Hitachi Vantara is making its first serious play for the midrange storage business with the introduction Tuesday of its high-performance, all-flash NVMe storage arrays.

Hitachi Vantara also introduced Virtual Storage as a Service, its first enterprise-class cloud service specifically targeted at midrange customers, with the service being available exclusively through its channel partners, said Kimberly King, global vice president of strategic partners and alliances for the Santa Clara, Calif.-based company.

“We’re looking at taking our enterprise-class storage and making it flexible and cost-effective for the midrange,” King told CRN. “Hitachi Vantara has always been known for its enterprise storage capabilities. But partners have been looking at how to take enterprise-class storage to the midrange.”

[Related: The Heartbeat Of Business: The 2020 CRN Storage 100]

A vendor like Hitachi Vantara moving to the midrange is always a great move as long as the price point is acceptable, said Joe Kadlec, vice president and senior partner at Consiliant Technologies, an Irvine, Calif.-based solution provider and Hitachi Vantara channel partner.

“And Hitachi Vantara, when it does things like this, typically does a good job of pricing to make it attractive to customers who know the company’s reputation for reliability,” Kadlec told CRN.

Consiliant has midrange customers that will benefit from the move, Kadlec said.

“In the past, they needed to have a certain amount of storage for Hitachi Vantara to make sense,” he said. “But now that will be easy to do.”

New to Hitachi Vantara are the VSP E590 and VSP E790 midrange storage arrays featuring all-flash storage capacity and NVMe performance, King said. Both arrays offer the same enterprise-class storage services and software capabilities as the Hitachi Vantara VSP 990, which the company introduced in April, she said.

And because all three are based on the Hitachi Storage Virtualization Operating System RF, data can be managed and replicated centrally among them.

The VSP E590 and VSP E790 feature latency of less than 66 microseconds, making them nearly as fast as the VSP E990, which has latency of under 64 microseconds.

All the E-series arrays feature data reduction technology, active-active controller architecture, and a 100 percent data availability guarantee, King said.

The new E590 and E790 are expected to be sold almost completely via indirect sales channels, although some long-established customers may still purchase them direct from the vendor, King said.

“However, 100 percent of the services are being done via partners,” she said. “We do not offer services unless a partner pulls us in.”

Another Hitachi Vantara solution provider, who requested anonymity because of work with other competing vendors, told CRN that it is exciting to see the vendor, which is known for its enterprise capabilities, move into the midrange where it will compete against more established vendors including Pure Storage and Dell Technologies.

“Clients are looking to do as much with their storage as possible,” the solution provider told CRN. “Hitachi Vantara is adding the right software capabilities like dedupe, which are important to midrange clients.
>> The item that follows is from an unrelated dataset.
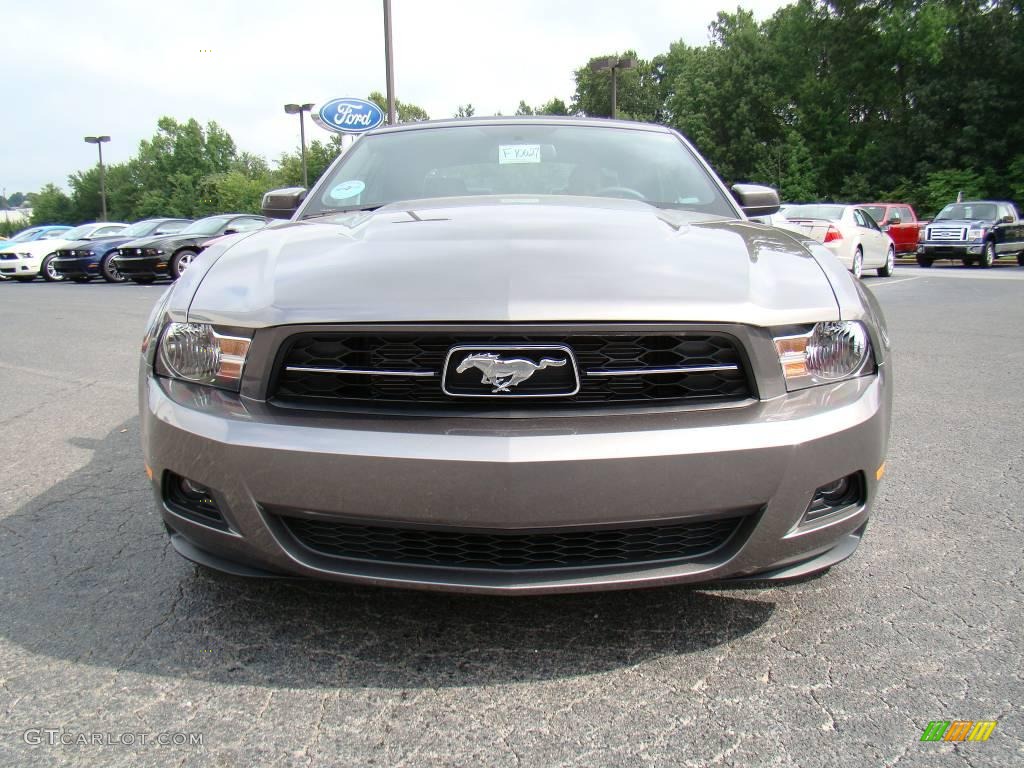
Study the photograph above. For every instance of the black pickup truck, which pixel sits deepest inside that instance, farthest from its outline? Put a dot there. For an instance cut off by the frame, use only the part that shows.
(976, 231)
And we have several midrange clients who were not able to afford Hitachi before.”

Hitachi Vantara hopes partners find the new E590 and E790 arrays profitable, and have made both eligible for the company’s Partner Velocity Pricing program under which all discounts are included up front so that a partner can register a deal and get approval in less than an hour, or up to three hours at the most for special requests, King said.

Since the Partner Velocity Pricing program was put in place in April, about 45 percent of all deals brought to Hitachi Vantara by partners were closed, compared with 30 percent to 35 percent in the preceding calendar quarter, King said.
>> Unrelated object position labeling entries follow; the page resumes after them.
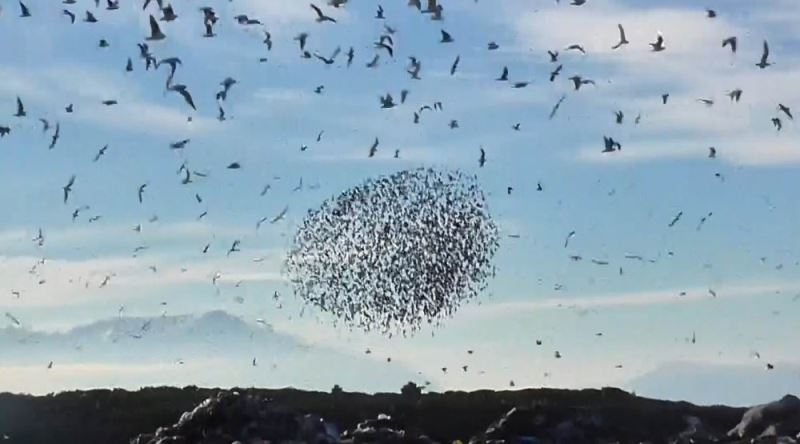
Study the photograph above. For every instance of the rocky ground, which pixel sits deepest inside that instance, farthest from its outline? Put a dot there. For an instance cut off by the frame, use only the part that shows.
(250, 416)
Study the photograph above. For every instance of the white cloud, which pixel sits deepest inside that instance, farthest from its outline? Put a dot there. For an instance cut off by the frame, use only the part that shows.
(637, 298)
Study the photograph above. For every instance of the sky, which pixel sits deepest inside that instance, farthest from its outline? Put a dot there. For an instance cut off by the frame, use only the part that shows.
(732, 282)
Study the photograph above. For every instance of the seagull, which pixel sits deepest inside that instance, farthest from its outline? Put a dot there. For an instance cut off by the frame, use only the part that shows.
(168, 14)
(675, 219)
(575, 47)
(280, 215)
(622, 39)
(455, 65)
(226, 86)
(320, 16)
(763, 63)
(68, 188)
(374, 148)
(578, 81)
(658, 46)
(24, 11)
(446, 37)
(556, 72)
(732, 42)
(387, 101)
(504, 76)
(556, 107)
(155, 30)
(181, 89)
(100, 153)
(56, 136)
(786, 110)
(234, 247)
(20, 109)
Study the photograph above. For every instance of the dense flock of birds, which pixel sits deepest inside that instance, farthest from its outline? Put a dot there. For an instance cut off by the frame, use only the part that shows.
(397, 251)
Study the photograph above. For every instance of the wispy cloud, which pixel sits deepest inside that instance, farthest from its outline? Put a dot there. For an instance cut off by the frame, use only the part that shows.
(636, 298)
“In the past, we were hard to do business with,” she said. “We’ve worked really hard to be a better partner to our partner community.”

Hitachi Vantara’s Virtual Storage as a Service, meanwhile, is scheduled to go live in January.

Virtual Storage as a Service, which will be based on the company’s VSP E590, E790 and E990, lets businesses and channel partners build a private storage cloud with a cloud-based self-service console, King said.

The service provides 99.99 percent uptime, a pay-as-you-grow cloud consumption model with predictable performance and billing on-premises or hosted, and a self-service management console, she said.

“Most important, it will be 100 percent partner-led at release,” she said. “We’ll have 25 partners signed out of the gate, with another 150 partners expected to take it on.”

Hosting Storage as a Service is not hard, but providing billing as part of a consumption model is, and Hitachi Vantara seems to be on the way to making this work for partners, the solution provider who requested anonymity said.

“It sounds like Hitachi is listening to the market and looking to meet clients’ needs,” the solution provider said.

Consiliant’s Kadlec said he has heard that Virtual Storage as a Service is coming, and that it allows Hitachi Vantara to join other vendors like Hewlett Packard Enterprise in offering such services.

“The ability to acquire storage as customers want takes away the main objection of people nervous about services like Amazon Web Services,” he said. “Customers can keep their storage on-premises while expanding and contracting capacity as they need it.”